Intelligent Classroom – The List

I’ve received about a dozen comments on the Intelligent Classroom post last month and several emails. Many of you questioned whether we should be discussing the technology at all while others mentioned that sometimes it is about the technology. There was also some mention of technology that we should be rid of… like filters. I appreciate all your comments and suggestions for what you’d like to see in an Intelligent Classroom. I took the liberty to highlight some general base technologies that the majority felt important in a classroom for 21st Century Learning along with some commentary by yours truly, so without further adieu…

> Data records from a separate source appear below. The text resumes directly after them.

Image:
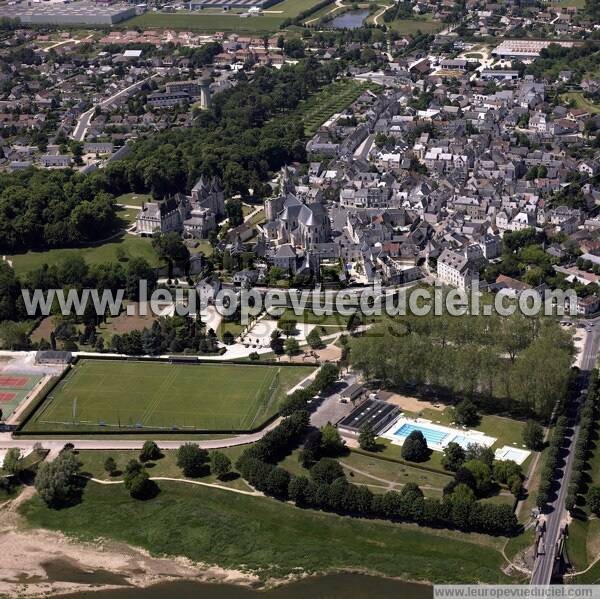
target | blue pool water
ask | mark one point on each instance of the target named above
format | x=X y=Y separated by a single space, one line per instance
x=464 y=442
x=431 y=435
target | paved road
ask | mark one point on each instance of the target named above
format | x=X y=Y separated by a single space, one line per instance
x=543 y=567
x=83 y=123
x=7 y=441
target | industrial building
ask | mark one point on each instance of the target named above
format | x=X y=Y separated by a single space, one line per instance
x=74 y=13
x=227 y=4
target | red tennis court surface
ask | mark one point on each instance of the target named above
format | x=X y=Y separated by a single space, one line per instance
x=14 y=382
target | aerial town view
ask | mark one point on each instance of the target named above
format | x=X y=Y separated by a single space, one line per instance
x=300 y=298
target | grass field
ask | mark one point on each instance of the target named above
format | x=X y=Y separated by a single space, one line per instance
x=105 y=395
x=268 y=22
x=270 y=537
x=330 y=100
x=133 y=199
x=207 y=22
x=408 y=26
x=93 y=254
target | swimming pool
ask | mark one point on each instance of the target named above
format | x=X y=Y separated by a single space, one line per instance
x=432 y=436
x=463 y=441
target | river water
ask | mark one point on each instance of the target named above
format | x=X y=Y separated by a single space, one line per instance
x=332 y=586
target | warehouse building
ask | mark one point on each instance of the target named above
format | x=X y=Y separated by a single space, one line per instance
x=75 y=13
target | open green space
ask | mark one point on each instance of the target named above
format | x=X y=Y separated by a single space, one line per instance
x=133 y=199
x=268 y=21
x=121 y=395
x=407 y=26
x=92 y=464
x=270 y=537
x=330 y=100
x=133 y=247
x=208 y=22
x=366 y=469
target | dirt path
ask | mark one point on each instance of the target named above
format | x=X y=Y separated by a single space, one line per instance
x=253 y=493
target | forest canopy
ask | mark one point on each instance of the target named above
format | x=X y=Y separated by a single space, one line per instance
x=522 y=359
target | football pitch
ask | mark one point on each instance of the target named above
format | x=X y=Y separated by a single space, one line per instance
x=101 y=395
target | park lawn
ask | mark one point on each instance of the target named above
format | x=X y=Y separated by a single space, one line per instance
x=92 y=462
x=208 y=22
x=133 y=199
x=582 y=102
x=516 y=545
x=269 y=537
x=133 y=247
x=408 y=26
x=399 y=474
x=235 y=328
x=112 y=395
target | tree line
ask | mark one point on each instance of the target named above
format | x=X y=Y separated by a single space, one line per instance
x=54 y=208
x=525 y=360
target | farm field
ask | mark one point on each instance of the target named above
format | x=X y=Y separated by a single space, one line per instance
x=268 y=22
x=330 y=100
x=116 y=395
x=407 y=26
x=93 y=254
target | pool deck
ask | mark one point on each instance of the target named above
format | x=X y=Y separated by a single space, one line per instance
x=439 y=436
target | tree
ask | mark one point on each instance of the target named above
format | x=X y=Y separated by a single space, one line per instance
x=414 y=448
x=465 y=413
x=332 y=444
x=454 y=457
x=593 y=499
x=220 y=464
x=482 y=474
x=326 y=470
x=140 y=486
x=150 y=452
x=533 y=435
x=110 y=466
x=314 y=339
x=277 y=342
x=192 y=459
x=287 y=326
x=366 y=438
x=292 y=347
x=170 y=247
x=58 y=482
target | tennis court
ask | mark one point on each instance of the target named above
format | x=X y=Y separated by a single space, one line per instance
x=112 y=395
x=14 y=388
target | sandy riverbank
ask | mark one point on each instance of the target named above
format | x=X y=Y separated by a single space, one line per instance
x=35 y=562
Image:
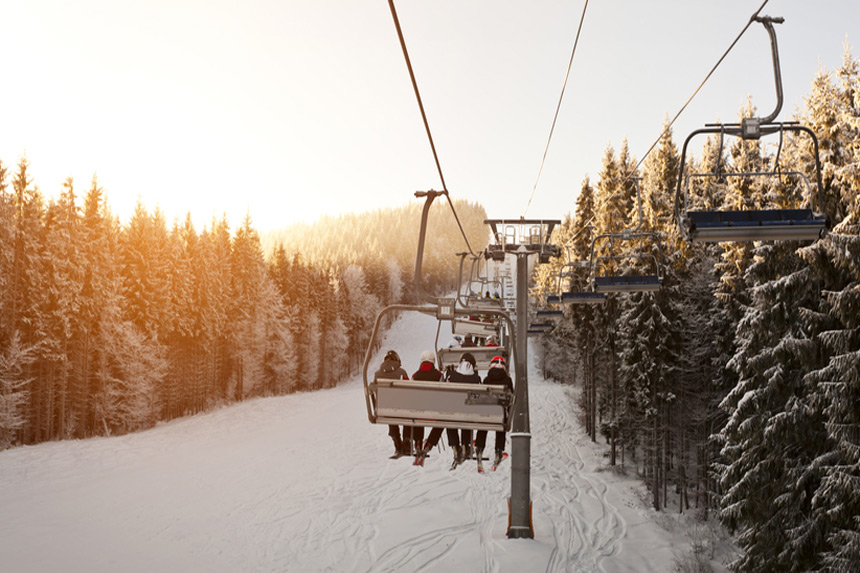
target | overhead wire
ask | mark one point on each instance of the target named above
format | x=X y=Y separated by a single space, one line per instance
x=424 y=117
x=558 y=107
x=677 y=115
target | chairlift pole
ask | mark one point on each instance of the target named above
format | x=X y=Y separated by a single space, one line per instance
x=534 y=242
x=520 y=510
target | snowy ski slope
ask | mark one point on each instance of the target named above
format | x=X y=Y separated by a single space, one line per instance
x=304 y=483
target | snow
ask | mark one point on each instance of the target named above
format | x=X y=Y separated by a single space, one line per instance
x=303 y=483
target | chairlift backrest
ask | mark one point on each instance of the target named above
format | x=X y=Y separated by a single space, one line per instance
x=753 y=224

  1. Computers – While several mentioned an ideal 1:1, others mentioned 2:1 student to computer ratios, this may take more time, but in the meantime, teaching can be structured to take advantage of the 4:1 or 5:1 rations common in classrooms. Remember the computers available throughout the school and that out of school students may have access as well.
  2. DVD/Video Player – may be a thing of the past with online video, but let’s not throw this out completely, Computers that have DVD drives are ideal as long as they are hooked to the following…
  3. Projector – while ceiling mounted is ideal, having one is important for presenting multimedia in an engaging and stimulating way. Who wants to huddle around my 15.4 inch screen?
  4. Large Display – a TV monitor, pull screen or whiteboard is necessary with a projector
  5. Speakers – it amazes me that some computers in our schools do not have speakers installed, audio for video, podcasts, music or voice chat enhances a classroom.
  6. Microphones – quality microphones can record class discussions/lectures/presentations for later playback or be used for creation of audio and video files that demonstrate learning and understanding.
  7. Digital Cameras – still, video and web cameras – it’s about creation and documenting learning and these tools are popular for conveying feeling and stories. While these may be shared around a school, having enough available for daily use in many classrooms is necessary.
  8. “Open” Internet Access – “open” refers to the ability of network administrators to open up filters or blocks in a way that meets the needs of learners in a timely request by teachers. One of my understandings is that, at least in the US, there are regulations on funding that require schools to have filters in place. If these regulations are not met, then schools/districts jeopardize funding sources for future technology. What needs to change with filters and blocking is the ability to lift these filters/blocks when requested for responsible use. The procedures for doing so should be quick and easy for network technicians. Of course, teachers, you need to consider their time and not expect a last minute request to be honored on the spot. There is some give and take here.
  9. Web 2.0 Tools – I grouped blogs, podcasts, wikis, social networks here. I think this talks more to the teachers and administrations that are often misunderstood. One commenter added that his district purchased blocks for BlackBoard that didn’t include many of the features that truly define the read/write web experience. Imagine your blog with no RSS feed, no connections, as just a static webpage. Is it fear or misunderstanding?
  10. Printer/Scanner – Tim over at Millard Fillmore’s Bathtub (BTW – one of the best blog names I’ve seen) reminded me in his post about printers and scanners in the classroom.
  11. (NEW) Telephone – yes, a telephone. I’ve been in classrooms that don’t have the ability to dial outside of the school. The problem with this is that learning sometimes needs to reach outside the walls of the building and not necessarily through the web.

  12. Added last two after several comments and blog posts were added

Feel free to respond with anything you feel I have left out (just remember, I’m a male and human). The intent of this post was not to say that the tools are more important than the teaching strategies and practices that encourage and inspire learning, but to identify tools that we already have that can help meet needs of 21st Century students.

Oh, did you know that 8% of the 21st Century is nearly over?